A blighted ovum is not a baby in the biological sense. It is a pregnancy where a fertilized egg implanted in the uterus and a gestational sac began to grow, but an embryo never developed inside it. The sac is empty. That said, for many people this experience still represents a real pregnancy loss, and how you think about it personally is a separate question from the biology.
What Actually Happens in a Blighted Ovum
In a typical early pregnancy, a fertilized egg implants in the uterine lining and begins dividing into the structures that will become both the placenta and the embryo. In a blighted ovum, that process starts but then stalls. The gestational sac and placenta keep growing, but the cells that would have become an embryo stop developing entirely. On ultrasound, this looks like an empty bubble inside the uterus.
The medical term is “anembryonic pregnancy,” which literally means “pregnancy without an embryo.” No embryonic tissue forms, no heartbeat develops, and there is no fetus. The European Society of Human Reproduction and Embryology actually recommends abandoning the old term “blighted ovum” because it’s poorly defined and can be confusing. The preferred clinical language is “anembryonic miscarriage” or “empty sac miscarriage.”
Why It Still Feels Like a Pregnancy
One of the most disorienting parts of a blighted ovum is that your body acts pregnant. You may have nausea, sore breasts, fatigue, and a positive pregnancy test. This happens because the growing gestational sac and placental tissue produce pregnancy hormones regardless of whether an embryo is present. Your body responds to those hormones the same way it would in any early pregnancy. Many people don’t learn anything is wrong until their first ultrasound, often around six to eight weeks.
This disconnect between feeling pregnant and learning there was never an embryo is part of what makes the experience so difficult. You weren’t imagining the pregnancy. The implantation was real, the hormones were real, and the loss is real.
What Causes It
About half of blighted ovum cases involve chromosomal abnormalities in the fertilized egg. The most common is an extra copy of chromosome 16, found in roughly 15% of abnormal cases. Extra copies of chromosomes 22, 15, and 19 account for smaller percentages. In these cases, the genetic instructions were too scrambled for an embryo to form, and development stopped very early.
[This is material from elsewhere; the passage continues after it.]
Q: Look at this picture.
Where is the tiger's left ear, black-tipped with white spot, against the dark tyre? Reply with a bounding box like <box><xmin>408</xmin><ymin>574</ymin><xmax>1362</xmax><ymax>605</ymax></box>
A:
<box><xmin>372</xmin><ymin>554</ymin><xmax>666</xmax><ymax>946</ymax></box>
The other half of cases show a normal chromosome profile, which means the cause isn’t always clear. What is clear is that a blighted ovum is not caused by anything you did or didn’t do. It reflects a problem at the very earliest stage of cell division, before most people even know they’re pregnant.
How the Diagnosis Is Confirmed
Doctors diagnose a blighted ovum through ultrasound, but they’re careful not to rush the call. Current guidelines require the gestational sac to reach at least 25 millimeters in diameter with no visible embryo or yolk sac before a definitive diagnosis is made. If the sac is smaller than that, it’s possible the pregnancy is simply earlier than expected.
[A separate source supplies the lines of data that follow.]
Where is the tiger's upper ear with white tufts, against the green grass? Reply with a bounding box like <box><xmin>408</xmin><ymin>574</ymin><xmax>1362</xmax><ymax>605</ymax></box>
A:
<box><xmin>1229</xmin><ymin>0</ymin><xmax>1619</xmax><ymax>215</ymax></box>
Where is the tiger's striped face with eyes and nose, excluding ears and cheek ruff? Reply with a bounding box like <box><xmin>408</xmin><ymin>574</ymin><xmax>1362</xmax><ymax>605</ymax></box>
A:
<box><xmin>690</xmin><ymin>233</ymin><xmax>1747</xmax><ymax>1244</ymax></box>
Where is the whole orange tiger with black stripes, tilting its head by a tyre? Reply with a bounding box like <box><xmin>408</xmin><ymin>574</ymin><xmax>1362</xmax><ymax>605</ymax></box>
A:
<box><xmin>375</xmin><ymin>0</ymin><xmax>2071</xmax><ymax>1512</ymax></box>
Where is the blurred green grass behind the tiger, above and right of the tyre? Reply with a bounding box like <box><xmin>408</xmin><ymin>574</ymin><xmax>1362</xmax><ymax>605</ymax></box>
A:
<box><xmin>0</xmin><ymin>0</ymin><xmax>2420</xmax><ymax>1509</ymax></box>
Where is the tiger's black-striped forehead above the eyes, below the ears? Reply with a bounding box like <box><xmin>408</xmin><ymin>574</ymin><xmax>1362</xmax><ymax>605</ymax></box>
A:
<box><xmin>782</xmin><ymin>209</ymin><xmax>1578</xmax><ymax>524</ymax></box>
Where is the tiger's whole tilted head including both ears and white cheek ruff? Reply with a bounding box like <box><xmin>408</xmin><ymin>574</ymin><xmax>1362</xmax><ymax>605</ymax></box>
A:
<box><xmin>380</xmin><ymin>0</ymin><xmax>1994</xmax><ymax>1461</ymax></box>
When there’s any uncertainty, a follow-up ultrasound is recommended at least 14 days after the first one. This waiting period protects against misdiagnosis in cases where dates are off or the pregnancy is developing slowly. The wait can feel agonizing, but it exists because the consequences of a wrong diagnosis are irreversible.
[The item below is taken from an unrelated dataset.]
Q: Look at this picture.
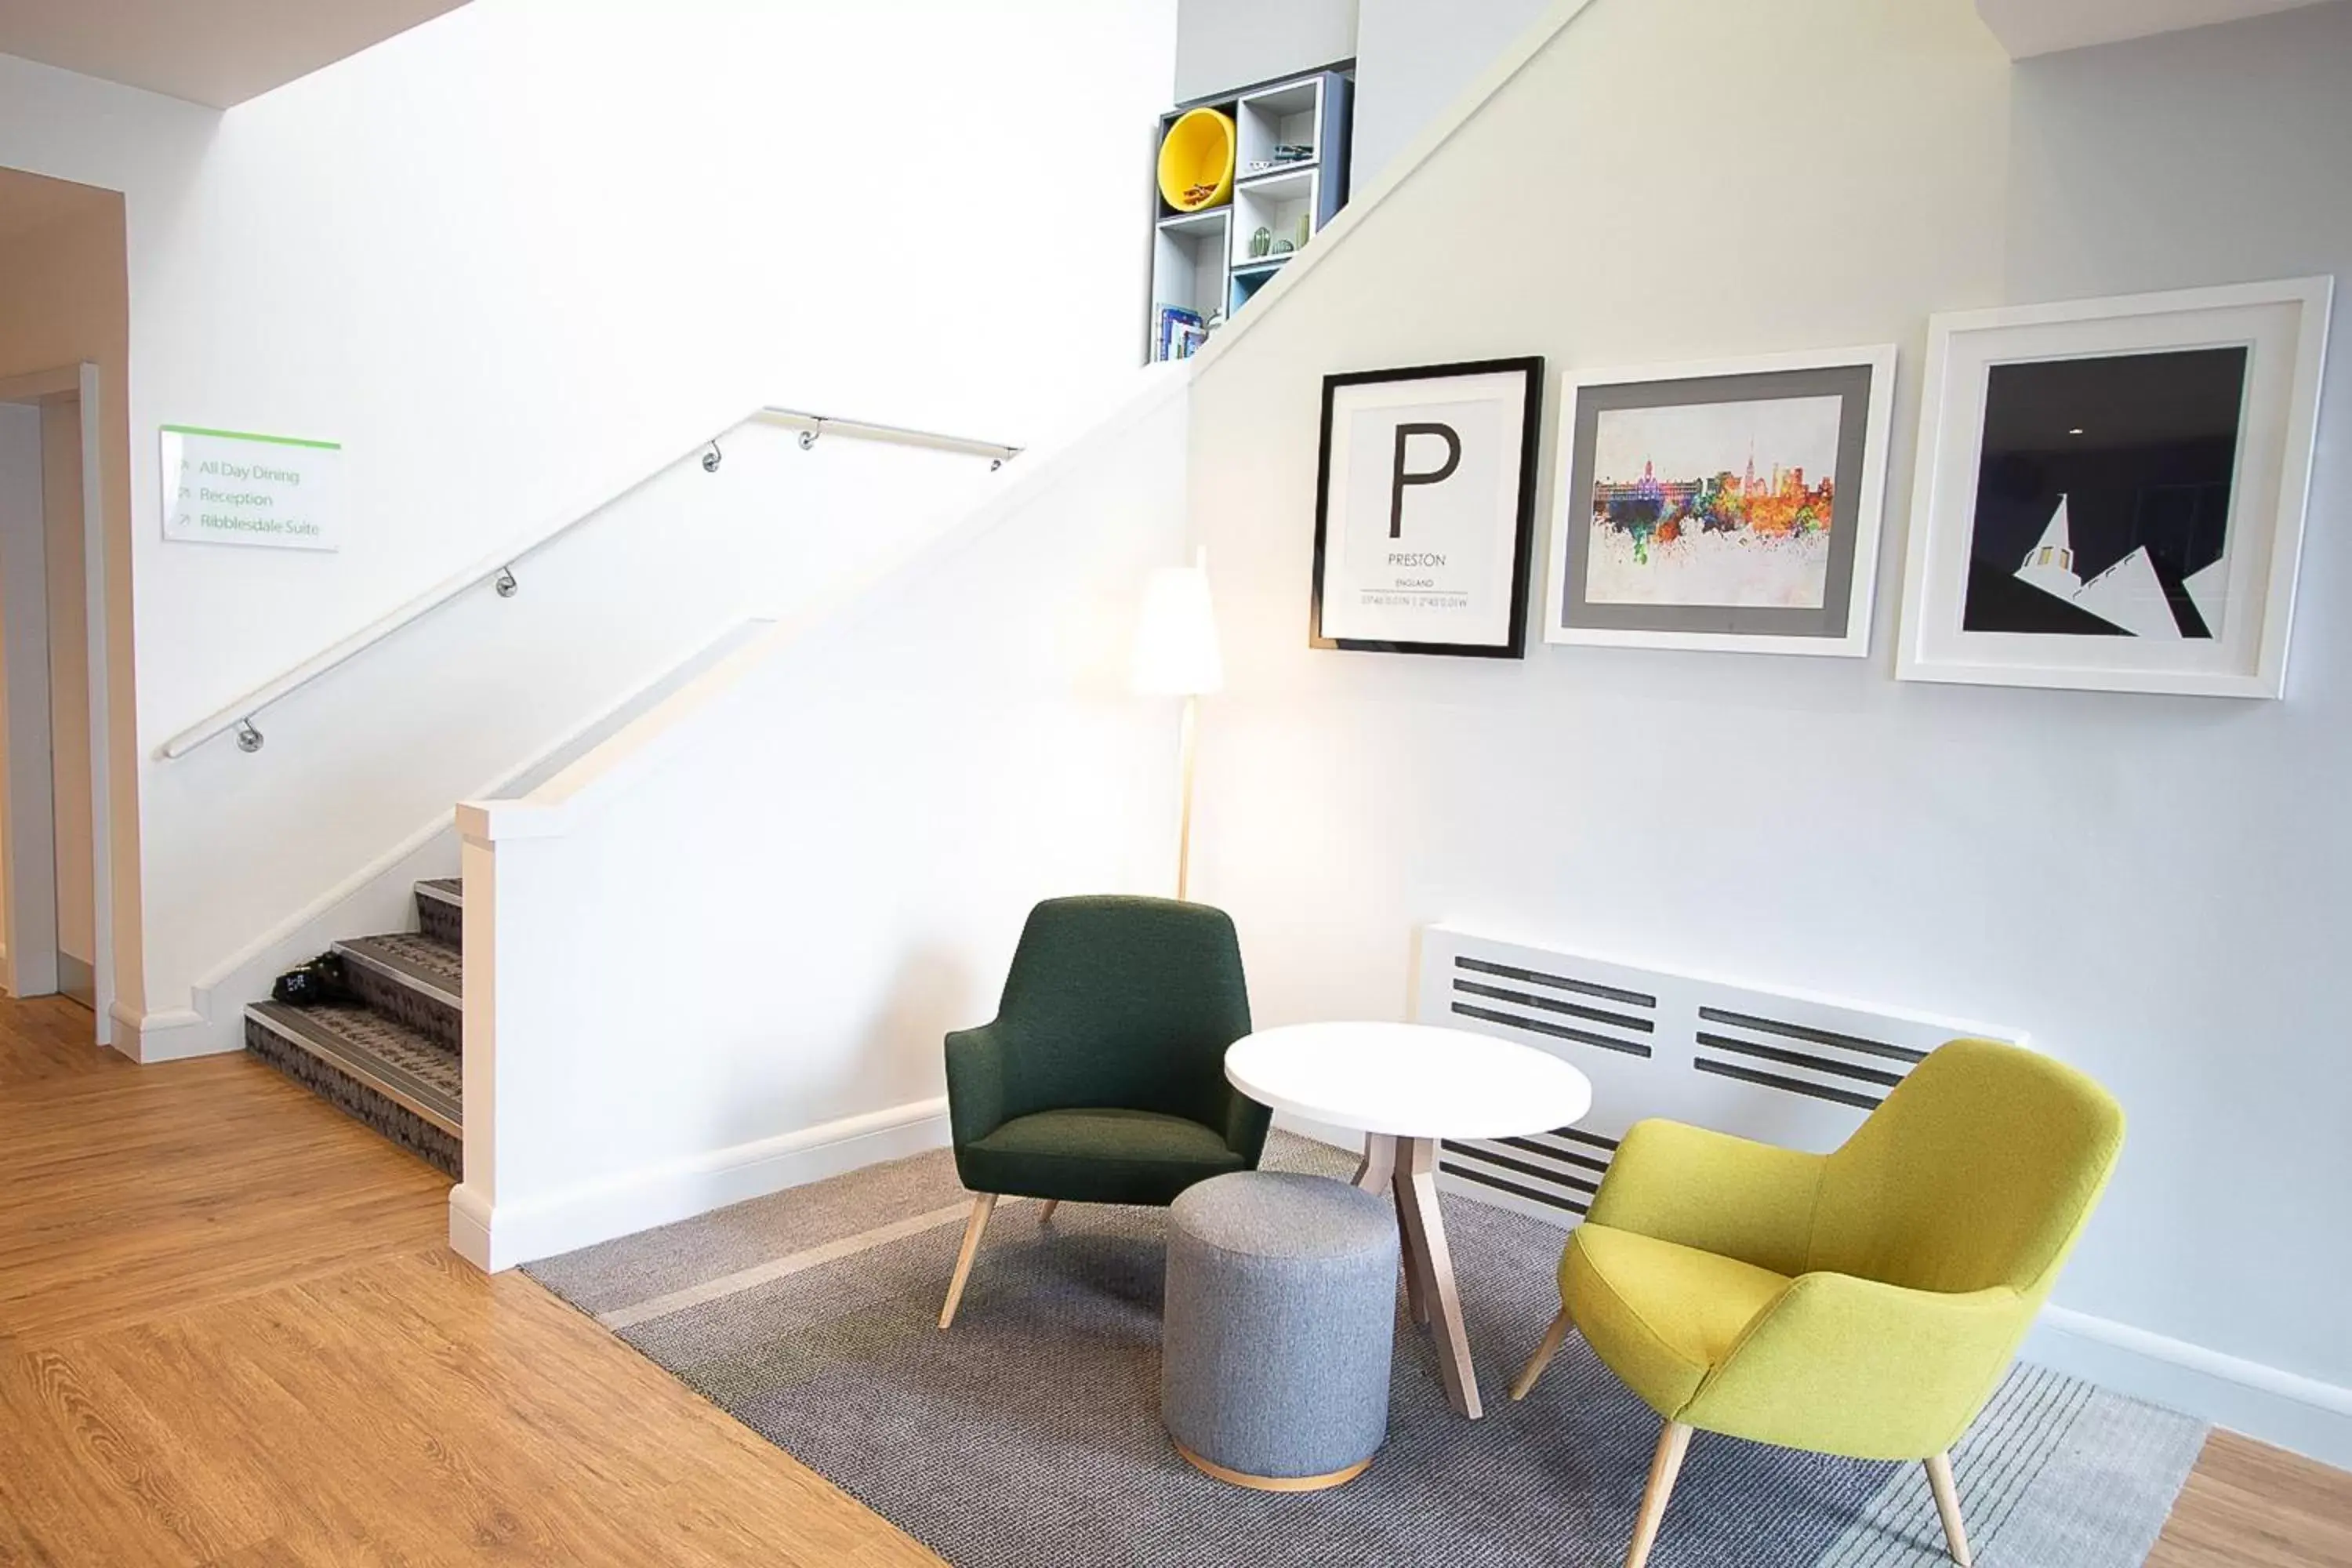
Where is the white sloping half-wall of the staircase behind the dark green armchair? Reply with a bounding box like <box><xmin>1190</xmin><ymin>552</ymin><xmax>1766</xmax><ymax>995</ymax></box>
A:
<box><xmin>452</xmin><ymin>372</ymin><xmax>1185</xmax><ymax>1267</ymax></box>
What Happens After the Diagnosis
Once a blighted ovum is confirmed, there are three paths forward. Some people choose expectant management, which means waiting for the body to recognize the loss and pass the tissue on its own. This can take days to weeks and is unpredictable in timing. Others use medication to speed up that process, which typically works within a few days. A third option is a minor surgical procedure to remove the tissue, which is the fastest and most predictable approach. The right choice depends on personal preference, how far along the pregnancy measured, and individual health factors.
Physically, recovery from any of these options is usually complete within one to two weeks. Emotionally, recovery takes as long as it takes. Some people feel ready to move forward quickly. Others grieve deeply, especially if the pregnancy was planned or long-awaited.
Is It Considered a Miscarriage?
Yes. A blighted ovum is classified as an early miscarriage, specifically one that occurs before 10 weeks. Medical organizations place it in the same category as other early pregnancy losses, just with the distinction that no embryo was ever visible on ultrasound. Research on pregnancy loss terminology has found that patients generally prefer the word “miscarriage” over clinical alternatives, and knowing specifically when and how the pregnancy stopped developing can help with emotional processing.
The fact that no embryo formed doesn’t make the experience less valid as a loss. You had a positive test, pregnancy symptoms, and expectations for the future. How you choose to define what was lost is personal, and there’s no single correct way to frame it.
Chances of a Healthy Pregnancy Afterward
A blighted ovum does not mean future pregnancies will have the same outcome. Even among people who experience recurrent miscarriages, about 85% eventually have a successful pregnancy. A single blighted ovum is common enough that most doctors don’t recommend additional testing or intervention before trying again. Miscarriages of all types occur in up to 40% of pregnancies, many before the person is even aware they’re pregnant.
Most people can try to conceive again after one normal menstrual cycle, though some prefer to wait longer for emotional reasons. If you experience two or more consecutive losses, that’s when further evaluation for underlying causes becomes appropriate.